Cell doesn't have the proper receptor - the receptor doesn't bind that specific signaling molecule
You strip off all proteins on the cell surface. Now you add a specific signaling molecule and the cell still responds. Why
The receptor is in the INTERIOR of the cell
Receptor kinases are activated by "growth factors"
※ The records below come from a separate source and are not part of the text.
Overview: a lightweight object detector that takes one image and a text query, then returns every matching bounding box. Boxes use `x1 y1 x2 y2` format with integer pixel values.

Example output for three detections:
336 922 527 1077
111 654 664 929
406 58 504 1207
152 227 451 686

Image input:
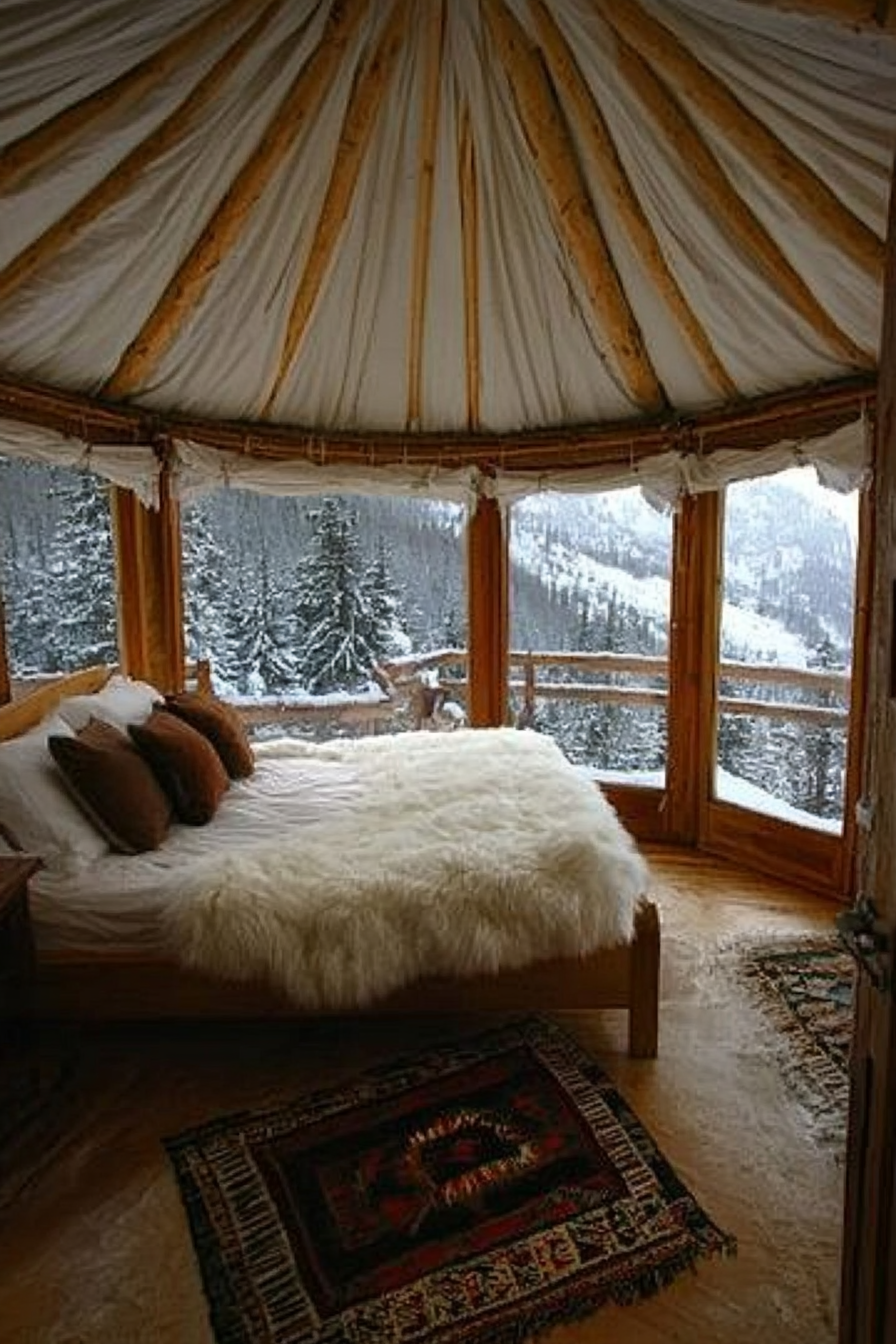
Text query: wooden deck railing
228 648 850 731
Activation: dimerization of 2 receptor kinases activates enzyme activity, phosphorylates by transferring a phosphate from ATP to another molecule
PATHWAY
ligand binds to 2 receptors at once (extracellular)
The 2 receptors dimerize
Kinase part of the receptor (intracellular) activates
each member of the receptor phosphorylates each other
addition of new phosphates = binding site for intracellular signaling molecules
activate these intracellular signaling proteins (i.e. RAS)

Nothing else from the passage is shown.